The instruction set is minimal by design. There's add, sub, or, xor, and, and the shift trio (sll, srl, sra). Branches cover beq, bne, blt, and bltu. Jumps are done through the I-type jmp which writes the return address into rd and jumps to ra + imm, which covers both calls and computed branches in one instruction.

A function call looks like this:

jmp ra, zero, target    ; ra = return address, jump to target
jmp zero, ra, 0         ; return: jump to address in ra

Clean, explicit, and compiler-friendly.

Extensions

The base ISA is intentionally small. Two optional extensions cover the features that most programs need but that I didn't want to bake into the core:

M Extension — integer multiply and divide. mul, mulh, div, divu, rem, remu and their immediate variants. mulh produces the upper 64 bits of a 128-bit product using __int128_t. The assembler detects M extension instructions automatically and sets the appropriate flag in the binary header.

F Extension — 64-bit IEEE 754 floating point. Rather than a separate register file, float instructions reinterpret the same 64-bit registers as doubles. Float immediates in instructions are 32-bit single-precision values widened at execution; full 64-bit doubles are available by loading from the .data section. The extension adds arithmetic (fadd, fsub, fmul, fdiv, fsqrt, fabs, fneg), conversion (ftoi, ftoui, itof, uitof), and float branches (fblt, fble, fbgt, fbge).

The Binary Format

Cortex-VM binaries have a 5-word header in big-endian 64-bit words:

  • Word 0: Magic number (0x2E3A434F52540001 — ".:CORT" + version 1)
  • Word 1: File length in words
  • Word 2: Entry point (word index of main:)
  • Word 3: Extension flags (bitmask for EXT_FLOAT and EXT_M)
  • Word 4: Data offset (absolute word index of first .data word, or 0)

The body is instructions followed by an optional .data section.
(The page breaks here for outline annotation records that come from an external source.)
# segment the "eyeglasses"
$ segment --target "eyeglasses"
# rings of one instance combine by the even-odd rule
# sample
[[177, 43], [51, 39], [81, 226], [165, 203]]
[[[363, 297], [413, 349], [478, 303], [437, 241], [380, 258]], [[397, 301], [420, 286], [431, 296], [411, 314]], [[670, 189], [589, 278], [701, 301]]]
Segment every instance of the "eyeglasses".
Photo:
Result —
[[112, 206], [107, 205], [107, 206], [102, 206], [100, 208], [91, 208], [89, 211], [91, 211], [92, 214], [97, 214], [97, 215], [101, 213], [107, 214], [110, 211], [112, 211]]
Data words live in the code arena right after the last instruction, which means loading a string or constant is just a lw with a label address — no separate segment to manage.

The Assembler and Disassembler

The assembler is a single-pass design with a two-pass label resolution step to handle forward references. It supports decimal, hex (0xFF), binary (0b1010), octal (0o17), and character literals ('A', '\n'). The .data section accepts strings (null-terminated, one character per word), integers, and 64-bit float literals.

The disassembler is a full round-trip tool: given any Cortex-VM binary, it produces an assembly source file that re-assembles to a functionally equivalent binary. It detects null-terminated printable-ASCII sequences in the data section and emits them as quoted strings with proper escape sequences.

I run 42 pytest tests that specifically verify disassembler round-trip fidelity — assemble a program, disassemble the binary, re-assemble, and compare execution output.

Syscall Interface

Rather than a full OS, the VM provides a syscall table for the things programs usually need: printing and reading integers, floats, strings, and characters; file open/read/write/close; seeded PRNG; and millisecond-precision time. The interface is simple: put the syscall number in a13, arguments in a0a12, and execute syscall.

Performance

At -O3 -march=native on modern hardware with GCC-15, Cortex-VM runs around 400 million instructions per second — roughly comparable to a Lua interpreter. That's exactly the expected throughput for a dispatch-loop interpreter and more than fast enough to be a practical compiler target for a toy language.

Library API

One design goal I'm glad I committed to early: Cortex-VM builds as a static library (libcortex-vm.a) with a simple three-function API:

uint64_t *cortexAssemble(const char *source, const char *outputPath);
int cortexExecSource(const char *source);
int cortexExecBinary(const uint64_t *binary, size_t wordCount);

This means the compiler can call cortexExecSource to run code immediately, or use cortexAssemble to build a binary once and run it many times. Keeping the VM embeddable from the start avoids a painful refactor later.

Where It Goes Next

Cortex-VM is now at v0.5.0 with 201 passing tests across all instruction types, extensions, syscalls, memory operations, and the disassembler. The immediate goal is to build the language frontend on top of it — a compiler that targets Cortex-VM as its backend, replacing the earlier prototype work. The flat calling convention and predictable word-addressed memory model were designed with that compiler in mind from the start, so the next step feels like snapping two purpose-built pieces together.

The VM itself still has room to grow: heap allocation support (the address space is already reserved), more syscalls, and eventually a bytecode optimization pass. But the core is solid, the spec is written, and the test suite keeps it honest.